This was nice so far, I am curious to see how it continues.
Something that often strikes me as odd is the way these "sisters who grew up apart, so they're not really entirely like sisters" stories are set up. This isn't the first time the plot casually mentions that the parents split up and "went halfsies" on the kids (though I can't recall another story with this exact thing atm I have the feeling I read that before). And then they more or less cut contact, even between the kids (it said they saw each other once or twice a year, which strikes me as ver rare contact for siblings). Obviously I know that things like this happen IRL, but in these stories it's always presented as something normal, something that's totally okay. Which is very weird and sad.
I mean in my generation the kids usually stayed with the same parent (most often the mom) for most of the time, visiting the other parent maybe twice a month.

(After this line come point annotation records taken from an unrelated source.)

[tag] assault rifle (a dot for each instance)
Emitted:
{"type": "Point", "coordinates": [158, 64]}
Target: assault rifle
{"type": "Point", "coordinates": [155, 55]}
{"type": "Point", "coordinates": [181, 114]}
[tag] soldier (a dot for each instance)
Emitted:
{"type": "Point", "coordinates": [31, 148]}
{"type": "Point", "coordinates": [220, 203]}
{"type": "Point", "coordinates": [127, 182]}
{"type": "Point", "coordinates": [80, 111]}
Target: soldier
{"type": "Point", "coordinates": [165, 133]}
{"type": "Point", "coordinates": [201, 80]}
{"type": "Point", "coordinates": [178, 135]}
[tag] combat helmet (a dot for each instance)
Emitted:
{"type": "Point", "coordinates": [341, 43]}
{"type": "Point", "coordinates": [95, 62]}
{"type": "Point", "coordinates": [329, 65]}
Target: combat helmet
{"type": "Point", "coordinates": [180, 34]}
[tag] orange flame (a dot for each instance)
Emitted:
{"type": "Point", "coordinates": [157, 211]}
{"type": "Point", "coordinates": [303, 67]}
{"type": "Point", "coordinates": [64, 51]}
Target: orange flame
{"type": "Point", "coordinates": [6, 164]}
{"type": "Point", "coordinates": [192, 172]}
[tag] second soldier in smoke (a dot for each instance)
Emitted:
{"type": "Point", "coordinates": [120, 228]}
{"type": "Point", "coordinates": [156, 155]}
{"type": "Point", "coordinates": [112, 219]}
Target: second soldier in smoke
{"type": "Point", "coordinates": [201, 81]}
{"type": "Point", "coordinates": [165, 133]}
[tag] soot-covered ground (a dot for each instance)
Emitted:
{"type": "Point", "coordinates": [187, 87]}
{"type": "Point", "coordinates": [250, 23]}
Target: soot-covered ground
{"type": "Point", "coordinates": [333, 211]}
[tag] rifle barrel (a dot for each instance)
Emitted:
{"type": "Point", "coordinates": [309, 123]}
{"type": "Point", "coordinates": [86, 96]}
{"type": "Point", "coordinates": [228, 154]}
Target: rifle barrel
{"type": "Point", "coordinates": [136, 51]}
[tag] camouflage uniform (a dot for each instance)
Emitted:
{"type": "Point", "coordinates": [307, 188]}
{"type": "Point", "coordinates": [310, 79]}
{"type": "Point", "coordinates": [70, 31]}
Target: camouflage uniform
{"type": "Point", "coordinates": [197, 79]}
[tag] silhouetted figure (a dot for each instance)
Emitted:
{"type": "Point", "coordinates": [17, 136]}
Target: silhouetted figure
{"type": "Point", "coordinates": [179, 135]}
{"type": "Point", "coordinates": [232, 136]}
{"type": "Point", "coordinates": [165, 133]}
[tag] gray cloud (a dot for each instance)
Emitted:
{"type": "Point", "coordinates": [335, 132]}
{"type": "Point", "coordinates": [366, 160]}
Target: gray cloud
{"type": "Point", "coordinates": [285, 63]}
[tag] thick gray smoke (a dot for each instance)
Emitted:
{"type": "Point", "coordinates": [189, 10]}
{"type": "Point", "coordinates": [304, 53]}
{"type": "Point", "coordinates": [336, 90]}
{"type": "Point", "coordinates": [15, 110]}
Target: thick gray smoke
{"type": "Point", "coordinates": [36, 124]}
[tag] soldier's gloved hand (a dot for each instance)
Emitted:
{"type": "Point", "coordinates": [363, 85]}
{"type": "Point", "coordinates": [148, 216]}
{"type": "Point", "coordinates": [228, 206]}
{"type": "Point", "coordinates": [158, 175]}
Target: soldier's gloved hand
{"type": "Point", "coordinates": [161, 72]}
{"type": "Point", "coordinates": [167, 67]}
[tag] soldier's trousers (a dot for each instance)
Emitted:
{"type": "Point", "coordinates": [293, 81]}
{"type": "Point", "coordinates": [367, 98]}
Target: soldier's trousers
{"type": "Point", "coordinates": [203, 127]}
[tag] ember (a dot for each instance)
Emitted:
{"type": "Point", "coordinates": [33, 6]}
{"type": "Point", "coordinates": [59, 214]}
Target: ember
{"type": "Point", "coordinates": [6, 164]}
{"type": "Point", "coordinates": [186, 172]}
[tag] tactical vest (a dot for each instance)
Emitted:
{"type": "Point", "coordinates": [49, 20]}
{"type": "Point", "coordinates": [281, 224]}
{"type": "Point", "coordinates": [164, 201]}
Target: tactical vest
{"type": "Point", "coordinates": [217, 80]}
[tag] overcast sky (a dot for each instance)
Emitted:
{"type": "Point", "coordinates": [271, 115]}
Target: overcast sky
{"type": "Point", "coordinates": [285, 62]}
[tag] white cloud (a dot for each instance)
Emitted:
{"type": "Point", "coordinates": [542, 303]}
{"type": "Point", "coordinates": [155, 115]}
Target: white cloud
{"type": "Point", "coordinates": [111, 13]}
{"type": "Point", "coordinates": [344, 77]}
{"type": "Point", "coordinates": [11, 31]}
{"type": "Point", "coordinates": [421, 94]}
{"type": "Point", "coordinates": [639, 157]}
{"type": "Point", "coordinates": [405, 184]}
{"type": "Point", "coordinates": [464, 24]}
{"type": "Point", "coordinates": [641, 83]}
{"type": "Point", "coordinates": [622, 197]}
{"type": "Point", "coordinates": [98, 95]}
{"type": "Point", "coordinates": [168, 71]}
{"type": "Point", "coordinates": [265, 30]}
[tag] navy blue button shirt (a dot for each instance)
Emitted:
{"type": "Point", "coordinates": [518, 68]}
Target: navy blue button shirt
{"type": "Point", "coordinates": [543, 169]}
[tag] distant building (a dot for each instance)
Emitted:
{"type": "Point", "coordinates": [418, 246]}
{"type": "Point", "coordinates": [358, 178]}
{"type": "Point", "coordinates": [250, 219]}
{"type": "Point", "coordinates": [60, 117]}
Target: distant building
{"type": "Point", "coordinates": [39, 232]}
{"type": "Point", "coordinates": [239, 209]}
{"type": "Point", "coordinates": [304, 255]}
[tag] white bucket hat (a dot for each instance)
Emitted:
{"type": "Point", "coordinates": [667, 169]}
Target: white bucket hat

Nowadays at least the goal is split custody (which is hard to do, but I know people who at least try), so the kids would have equal contact to both parents (and obviously each other). Parents who basically decide for their kids to cut out family of their lives are looked down upon (I can't help myself to think so: If you can't stay with your partner and need to split up that's fine, but that doesn't give you the right to basically separate your kids from them and other family, too).
This somehow always feels like a cop-out of issues that would be worthwhile exploring in a story, what a shame... Is this maybe a Japanese culture thing? That a divorce basically enforces the entire family to more or less pick sides and split "with" the couple?
Oh well, it seems like nice yuri by Konno Kita, so why am I complaining?